Of course, it’s highly unlikely that I became 7 percent fitter in just four days – especially since I haven’t been doing anything in the way of hard workouts lately – but there is probable cause and research to show that running later in the day may very well contribute to improved performance.
Looking back to the morning I hit the roads roughly half an hour after waking up, the most salient thing I remember was how long it took me to get going. Initially I couldn’t move much faster than a crawl, but by 2 miles into the run I had seemingly woken up and established some sort of rhythm. When I headed out on the same route a few days later, however, I found my stride almost immediately and was amazed by the ease of my effort and how much life I had in my legs. It was like night and day, no pun intended.
Aside from my own observations, a March 2009 article published in the New York Times says that various studies by scientists have shown that athletes tend to perform better in workouts that occur between the hours of 4 and 8 PM, which is when body temperature and performance-relevant hormones are at optimal levels to support exertion. One of those studies, conducted in the Department of Kinesiology at the College of William and Mary in Virginia, concluded that, “the data demonstrated significant chronobiological oscillation in peak torque, average power, maximal work in a single repetition, and total work per set…these data suggest that maximal muscle performance does vary within the segment of the day when exercise typically occurs.”
What does this mean? Quite simply, time of day does have some effect on power and performance. In most cases, the more time you give your body to warm up and get loose, the better it will run. In this respect your body is like a car parked outdoors.
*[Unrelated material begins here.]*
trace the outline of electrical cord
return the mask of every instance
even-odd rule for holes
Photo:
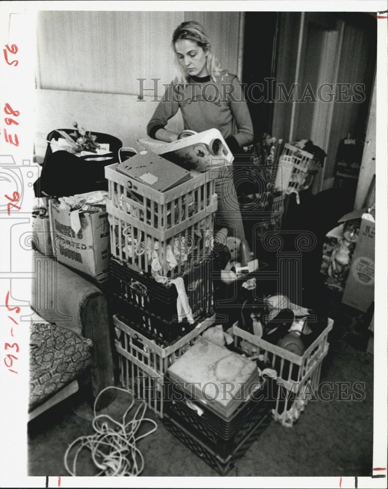
[[[119,422],[108,414],[97,415],[96,406],[100,397],[109,389],[114,389],[125,392],[131,398],[129,407],[122,417],[122,422]],[[100,469],[96,476],[105,475],[110,477],[138,475],[144,468],[144,461],[136,442],[156,430],[157,423],[153,420],[145,418],[146,403],[142,402],[136,410],[133,419],[127,422],[126,417],[133,407],[135,399],[129,391],[119,387],[108,387],[103,389],[94,401],[94,417],[92,426],[96,432],[94,435],[80,436],[68,447],[65,454],[65,467],[70,475],[76,476],[78,456],[84,448],[89,449],[95,466]],[[142,435],[137,435],[143,422],[149,422],[153,427]],[[71,467],[69,467],[70,452],[79,445],[73,456]]]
When you go to start it up first thing on a cool morning, you might have a hard time turning the engine over, and once you finally do, it putters down the street for a bit until the internal temperature reaches an optimal level. Later in the day, however, you’ll notice the same car starts up a lot quicker and runs more efficiently than it did earlier in the day. The human body works in much the same way.
For many people, however, life doesn’t always allow for late-morning, afternoon or evening workouts. Sometimes it just has to get done first thing in the morning, and fortunately for you early risers there is research that shows a correlation between circadian rhythms and the time of day during which someone works out. A 1989 study on “Circadian Specificity in Exercise Training” by Hill, Curetan and Collins concluded that “subjects who trained in the morning had relatively higher post-training thresholds in the morning, while subjects who trained in the afternoon had relatively higher values in the afternoon (p less than 0.05). This is evidence of circadian specificity in training and supports the notion of planning physical preparation to coincide with the time of day at which one’s critical performance is scheduled.”
So whether you’re an early bird or a night owl, your workouts are going to be most effective at your habitual workout time. While muscles are certainly stiffer and energy levels are lower first thing in the morning, if that’s when you’re used to running then it’s worth sticking to your schedule and allowing your body to maintain its regular rhythm. But if you’re looking for enhanced energy levels and want to get going a little faster than you ordinarily would, try running a little later in the day if possible. Remember, a little variety never hurt anyone.
So, what time will I run tomorrow? The answer is easy: whenever I can find the time!